The MND has recently announced revisions to the Additional Buyer’s Stamp Duty (ABSD) regime for licensed housing developers, which will come into effect on March 6. Along with these revisions, the ABSD remission timeline for developers undertaking complex projects has been extended from six to twelve months in order to encourage more developers to undertake urban transformation developments, optimize land usage through intensification or integration, rejuvenate older estates, or adopt new construction technologies.
The extended timeline will apply to projects that fall under certain categories, such as en bloc redevelopments that will result in at least 700 residential units upon completion, and have at least 1.5 times the number of homes of the existing development. This also includes projects with complex technical or instructional requirements, like those integrated with major public transport facilities.

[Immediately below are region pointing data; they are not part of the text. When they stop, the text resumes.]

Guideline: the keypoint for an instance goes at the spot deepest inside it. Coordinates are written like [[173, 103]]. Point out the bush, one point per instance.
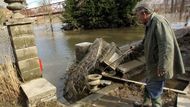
[[89, 14]]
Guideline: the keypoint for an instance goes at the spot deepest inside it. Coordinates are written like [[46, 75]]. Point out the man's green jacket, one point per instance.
[[161, 49]]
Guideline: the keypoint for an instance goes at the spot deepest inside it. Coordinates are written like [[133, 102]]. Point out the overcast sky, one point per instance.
[[32, 3], [36, 3]]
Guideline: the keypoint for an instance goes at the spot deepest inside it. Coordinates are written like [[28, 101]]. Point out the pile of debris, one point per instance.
[[99, 55]]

Furthermore, projects under the Strategic Development Incentive (SDI) scheme and those aiming to achieve higher productivity targets through new construction technologies, methodologies or practices, will also be granted a six-month extension. Projects that meet more than one category will receive an extension of one year. These changes will take effect on all residential land acquired on or after March 6.
Currently, licensed housing developers purchasing residential redevelopment sites are required to pay 5% ABSD upfront, which is non-remittable, and another 35% ABSD, which can be remitted if all units are sold within five years. In February last year, changes were made to offer a lower clawback rate for residential developments with at least 90% of units sold.

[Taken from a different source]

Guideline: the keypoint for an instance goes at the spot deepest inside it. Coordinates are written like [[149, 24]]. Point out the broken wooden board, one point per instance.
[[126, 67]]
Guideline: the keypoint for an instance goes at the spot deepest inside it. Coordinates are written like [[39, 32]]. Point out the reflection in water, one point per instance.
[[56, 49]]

According to Ismail Gafoor, CEO of PropNex Realty, this extension will provide developers with more flexibility and may help mitigate risks in development. Lee Sze Teck, senior director of data analytics at Huttons Asia, says that this policy change will boost the en bloc market, especially for larger projects.
Although this change is welcomed, Christine Sun, chief researcher and strategist at OrangeTee Group, adds that developers may still face challenges despite the extended deadline. The success of en bloc sales will still depend on the willingness of buyers and sellers to negotiate prices.

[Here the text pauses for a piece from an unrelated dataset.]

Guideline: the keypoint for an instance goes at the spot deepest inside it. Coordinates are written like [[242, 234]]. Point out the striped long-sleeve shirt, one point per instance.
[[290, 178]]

Tay Liam Hiap, managing director of capital markets and investment sales at ERA, believes that this could be an opportune time for older projects, like Braddell View and Pine Grove, to explore en bloc opportunities. As these projects are expected to yield around 2,000 new homes, which could take more time to sell, the extended timeline may not be sufficient for developers to sell out their projects.
Investing in a condo can provide a range of advantages, such as the opportunity to utilize its value for further investments. Many investors choose to use their condos as collateral to secure additional funding for new endeavors, expanding their real estate portfolio. While this can lead to higher returns, it also comes with certain risks. Having a solid financial plan and being mindful of market fluctuations is crucial before embarking on this strategy. With wise planning and foresight, condo investment can not only bring benefits in the present, but also act as a leverage for future investments. Condo investment should be carefully considered and approached with caution, but its potential for growth and expansion is undeniable.
However, Gafoor believes that this policy change may not lead to a revival in the en bloc market and expects developers to remain cautious due to the high cost of redevelopment, the incoming private housing supply, and potential policy risks.